Career aspirations in STEM: Gender differences and similarities at Year 9 Publications
Publication Details
New Zealand’s TIMSS 2019 data is used to investigate Year 9 students’ aspirations to pursue a career in a STEM-related field. It was inspired by the release of Missing out on half of the world’s potential: Fewer female than male top achievers in mathematics and science want a career in these fields, published by the International Association for the Evaluation of Educational Achievement (IEA) and the United Nations Educational, Scientific and Cultural Organisation (UNESCO) in April 2022.

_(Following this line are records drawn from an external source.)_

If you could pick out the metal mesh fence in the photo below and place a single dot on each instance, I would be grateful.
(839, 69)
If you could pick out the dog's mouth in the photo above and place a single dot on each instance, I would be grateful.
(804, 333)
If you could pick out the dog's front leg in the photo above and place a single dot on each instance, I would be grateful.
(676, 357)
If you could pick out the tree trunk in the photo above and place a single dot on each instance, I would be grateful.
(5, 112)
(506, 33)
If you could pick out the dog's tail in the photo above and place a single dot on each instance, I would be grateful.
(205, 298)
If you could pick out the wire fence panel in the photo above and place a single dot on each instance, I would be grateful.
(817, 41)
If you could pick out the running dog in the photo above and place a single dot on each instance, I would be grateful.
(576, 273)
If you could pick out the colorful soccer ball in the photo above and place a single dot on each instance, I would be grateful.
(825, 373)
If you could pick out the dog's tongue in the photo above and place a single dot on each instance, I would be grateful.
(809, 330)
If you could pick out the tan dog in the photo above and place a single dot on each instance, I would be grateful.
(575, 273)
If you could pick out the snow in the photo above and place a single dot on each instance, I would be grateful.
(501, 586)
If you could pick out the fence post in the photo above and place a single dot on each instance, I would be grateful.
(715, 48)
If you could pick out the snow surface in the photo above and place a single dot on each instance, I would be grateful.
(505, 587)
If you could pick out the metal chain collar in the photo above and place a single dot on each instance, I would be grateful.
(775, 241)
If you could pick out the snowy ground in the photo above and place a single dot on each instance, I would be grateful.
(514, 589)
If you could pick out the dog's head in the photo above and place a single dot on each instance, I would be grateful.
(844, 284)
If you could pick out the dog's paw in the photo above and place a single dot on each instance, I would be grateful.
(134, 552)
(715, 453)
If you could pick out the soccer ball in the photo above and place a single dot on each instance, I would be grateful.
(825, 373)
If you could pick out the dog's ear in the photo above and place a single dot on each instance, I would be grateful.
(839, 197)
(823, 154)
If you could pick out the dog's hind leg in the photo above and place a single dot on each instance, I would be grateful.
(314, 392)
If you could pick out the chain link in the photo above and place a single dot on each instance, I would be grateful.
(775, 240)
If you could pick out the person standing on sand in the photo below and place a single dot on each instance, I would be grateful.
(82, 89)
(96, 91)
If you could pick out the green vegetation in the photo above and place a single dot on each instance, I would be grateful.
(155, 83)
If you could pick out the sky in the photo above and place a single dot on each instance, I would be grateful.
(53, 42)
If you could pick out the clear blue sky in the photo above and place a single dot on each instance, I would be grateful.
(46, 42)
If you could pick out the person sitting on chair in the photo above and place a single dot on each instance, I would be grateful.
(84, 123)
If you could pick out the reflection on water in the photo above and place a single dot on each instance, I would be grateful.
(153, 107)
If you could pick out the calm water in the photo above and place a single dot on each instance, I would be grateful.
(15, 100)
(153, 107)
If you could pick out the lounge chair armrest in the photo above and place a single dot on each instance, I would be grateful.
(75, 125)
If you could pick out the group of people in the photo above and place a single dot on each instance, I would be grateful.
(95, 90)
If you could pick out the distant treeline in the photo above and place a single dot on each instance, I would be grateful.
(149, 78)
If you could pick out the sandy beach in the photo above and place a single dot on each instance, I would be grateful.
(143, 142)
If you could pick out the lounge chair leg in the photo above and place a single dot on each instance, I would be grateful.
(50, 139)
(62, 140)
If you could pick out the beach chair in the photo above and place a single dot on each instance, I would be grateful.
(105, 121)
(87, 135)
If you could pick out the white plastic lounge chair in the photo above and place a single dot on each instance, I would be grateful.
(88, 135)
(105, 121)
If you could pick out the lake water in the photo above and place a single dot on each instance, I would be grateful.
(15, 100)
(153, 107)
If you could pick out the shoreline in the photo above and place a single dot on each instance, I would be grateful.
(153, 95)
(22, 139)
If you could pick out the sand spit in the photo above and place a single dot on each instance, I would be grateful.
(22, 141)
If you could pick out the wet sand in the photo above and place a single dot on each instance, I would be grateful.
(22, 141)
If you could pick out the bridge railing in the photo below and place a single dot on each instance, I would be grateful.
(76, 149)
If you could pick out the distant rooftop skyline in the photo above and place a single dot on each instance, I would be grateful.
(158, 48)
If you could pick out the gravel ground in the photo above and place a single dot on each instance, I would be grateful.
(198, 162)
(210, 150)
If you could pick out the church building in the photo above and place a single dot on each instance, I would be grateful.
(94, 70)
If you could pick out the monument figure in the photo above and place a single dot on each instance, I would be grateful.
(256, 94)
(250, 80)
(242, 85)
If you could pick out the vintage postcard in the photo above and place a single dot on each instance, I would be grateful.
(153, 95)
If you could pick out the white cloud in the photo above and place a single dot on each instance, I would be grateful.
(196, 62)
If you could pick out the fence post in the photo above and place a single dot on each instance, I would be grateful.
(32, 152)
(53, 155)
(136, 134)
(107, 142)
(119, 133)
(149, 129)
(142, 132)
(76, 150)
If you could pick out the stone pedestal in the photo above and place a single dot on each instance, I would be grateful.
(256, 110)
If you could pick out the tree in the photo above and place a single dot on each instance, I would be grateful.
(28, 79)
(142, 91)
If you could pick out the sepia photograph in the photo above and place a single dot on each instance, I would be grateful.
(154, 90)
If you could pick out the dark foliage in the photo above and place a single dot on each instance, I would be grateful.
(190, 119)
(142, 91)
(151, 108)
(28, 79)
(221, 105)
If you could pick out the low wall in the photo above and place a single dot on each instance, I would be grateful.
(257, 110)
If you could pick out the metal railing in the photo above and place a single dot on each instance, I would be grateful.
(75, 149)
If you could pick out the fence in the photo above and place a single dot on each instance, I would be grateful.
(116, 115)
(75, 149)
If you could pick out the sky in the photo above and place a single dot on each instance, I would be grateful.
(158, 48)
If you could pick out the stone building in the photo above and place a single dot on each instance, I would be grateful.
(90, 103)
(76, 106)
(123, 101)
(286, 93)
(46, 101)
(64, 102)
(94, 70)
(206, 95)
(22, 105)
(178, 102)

Author(s): Emel Okur Berberoglu and Megan Chamberlain
Date Published: December 2022
Key Findings
- Year 9 students recognised the importance of doing well in mathematics and science to either enter a tertiary education programme or pursue a job they wanted however they were still relatively reluctant to pursue a career in either field.
- Year 9 boys (51%) were more likely than Year 9 girls (39%) to want to pursue a career in mathematics. Generally, boys were more confident studying mathematics than girls.
- Boys with high confidence in mathematics were also more likely than girls with high confidence to want to pursue a career in this field (OR 2.381 and OR 1.36 respectively). Likewise, higher achieving boys were more likely than higher achieving girls to have career aspirations in a mathematics field (OR 1.65 compared with OR 0.67).
- Boys (46%) and girls (48%) were equally likely to want to pursue a career in science. Generally, they had similar confidence studying science.
- Girls with high confidence in science (60%) however were somewhat more likely than confident boys (58%) to want to pursue a science-related career (OR 2.32 and OR 1.86 respectively). Higher achieving girls were at least as likely than their higher achieving male peers to want to pursue a science-related career (OR 1.21 compared with OR 1.02).
- Over the last 20 years, the gap between girls’ and boys’ aspirations for a mathematics-related career, which favoured boys, has remained the same. For science however, the picture is a little different. The gap between girls’ and boys’ aspirations for a science-related career has decreased markedly since 2014, largely due to increasing proportions of girls wanting a career in this field.